Parmi les effets sur la santé reconnus chez l’humain, l’effet le plus sensible identifié est la reprotoxicité. Deux congénères de la famille des PCDD/Fs étant classés cancérigènes, le risque de cancer a aussi été considéré dans ce rapport. C’est sur la base de l’association entre la diminution des concentrations de spermatozoïdes et l'augmentation des niveaux sériques de TCDD ainsi que d’un modèle toxicocinétique de distribution des dioxines dans l’organisme humain (CADM, ou concentration- and age-dependant model) que l’Autorité européenne de sécurité des aliments (EFSA, ou European Food Safety Authority en anglais) a défini une dose journalière tolérable (DJT) de 0.3 pg TEQWHO-05/kg pc/jour. Bien que cette DJT fournisse un élément d’appréciation important, son interprétation est rendue difficile par le fait que la dose attendue via l’alimentation «normale» dépasse déjà ce seuil. Le modèle toxicocinétique (CADM) a donc été utilisé pour estimer les concentrations sanguines en PCDD/Fs selon les différentes situations d’exposition et pour déterminer l’importance de l’augmentation relative de la charge corporelle en PCDD/Fs. Trois seuils ont étés retenus pour l’élaboration des recommandations. Ces seuils tiennent compte de la variabilité de concentration attendue dans la population générale et sont définis comme une augmentation «faible» (<20%), «notable» (entre 20 et 100%) ou «importante» (>100%).

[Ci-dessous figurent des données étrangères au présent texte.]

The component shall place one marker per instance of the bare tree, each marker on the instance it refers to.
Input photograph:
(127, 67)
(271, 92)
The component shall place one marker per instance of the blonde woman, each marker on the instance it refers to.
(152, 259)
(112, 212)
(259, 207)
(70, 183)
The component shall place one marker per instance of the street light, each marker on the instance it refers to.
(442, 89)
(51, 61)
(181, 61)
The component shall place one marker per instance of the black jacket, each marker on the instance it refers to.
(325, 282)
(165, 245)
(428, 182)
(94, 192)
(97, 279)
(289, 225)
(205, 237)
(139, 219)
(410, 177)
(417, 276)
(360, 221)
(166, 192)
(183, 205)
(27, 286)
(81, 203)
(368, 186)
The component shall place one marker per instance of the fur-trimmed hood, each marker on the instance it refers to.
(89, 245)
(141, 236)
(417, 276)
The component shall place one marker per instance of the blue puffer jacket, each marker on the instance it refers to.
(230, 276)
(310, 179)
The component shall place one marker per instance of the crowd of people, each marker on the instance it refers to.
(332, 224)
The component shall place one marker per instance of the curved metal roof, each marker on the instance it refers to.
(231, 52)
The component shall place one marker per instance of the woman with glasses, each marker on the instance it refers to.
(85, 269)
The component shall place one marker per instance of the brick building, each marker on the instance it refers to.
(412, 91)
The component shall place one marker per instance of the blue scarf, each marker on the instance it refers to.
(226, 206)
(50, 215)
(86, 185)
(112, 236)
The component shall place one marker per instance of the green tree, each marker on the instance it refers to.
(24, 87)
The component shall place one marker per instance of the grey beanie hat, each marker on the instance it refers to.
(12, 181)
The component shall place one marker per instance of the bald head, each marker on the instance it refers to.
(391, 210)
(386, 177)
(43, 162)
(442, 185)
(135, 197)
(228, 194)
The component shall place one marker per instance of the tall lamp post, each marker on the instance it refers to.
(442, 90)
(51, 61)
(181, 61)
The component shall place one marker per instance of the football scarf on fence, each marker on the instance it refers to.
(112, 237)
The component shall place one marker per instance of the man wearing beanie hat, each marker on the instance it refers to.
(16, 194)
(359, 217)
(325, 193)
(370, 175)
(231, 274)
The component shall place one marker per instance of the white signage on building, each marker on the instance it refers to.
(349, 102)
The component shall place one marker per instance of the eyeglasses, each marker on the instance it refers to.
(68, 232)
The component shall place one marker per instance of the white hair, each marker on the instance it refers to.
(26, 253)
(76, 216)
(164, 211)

Les scénarios conduisant potentiellement à une augmentation importante (>100%) de la charge corporelle sont la consommation régulière d’oeufs de poules élevées sur des sols avec des concentrations de PCDD/Fs > 20 ng TEQWHO-05/kg et la consommation régulière de cucurbitacées cultivées sur des sols à des concentrations de PCDD/Fs >100 ng TEQWHO-05/kg. Les scénarios conduisant potentiellement à une augmentation notable (20-100%) de la charge corporelle ont été identifiés comme étant la consommation régulière de cucurbitacées cultivées sur des sols avec des concentrations de PCDD/Fs entre 20-100 ng TEQWHO-05/kg, la consommation régulière de légumes racines non-pelés cultivés sur des sols avec des concentrations de PCDD/F >50 ng TEQ/kg, et la fréquentation régulière (pour les enfants) de parcs et de jardins sur des sols avec des concentrations de PCDD/F >200 ng TEQWHO-05/kg.

Il est plausible que les situations d’exposition actuelles conduisant à une augmentation notable ou importante de la charge corporelle puissent contribuer aux effets reprotoxiques, par ailleurs déjà observés dans la population suisse. Il est cependant peu probable que les situations d’exposition actuelles puissent contribuer de façon significative à des effets cancérigènes. Au-delà de l’évaluation des niveaux d’exposition attendus, l’analyse de la situation lausannoise met en exergue: la forte influence des conditions d’usage des terrains (type d’exposition, fréquence d’usage/consommation et teneur en PCDD/Fs du sol) dans les niveaux de charge corporelle attendus, un manque de données de référence sur les niveaux de charge corporelle en PCDD/Fs dans la population générale en Suisse et un déséquilibre entre les expositions attendues pour les différents scénarios d’usage des terrains et les niveaux de protection visés par les dispositifs légaux de protection des sols et des denrées alimentaires.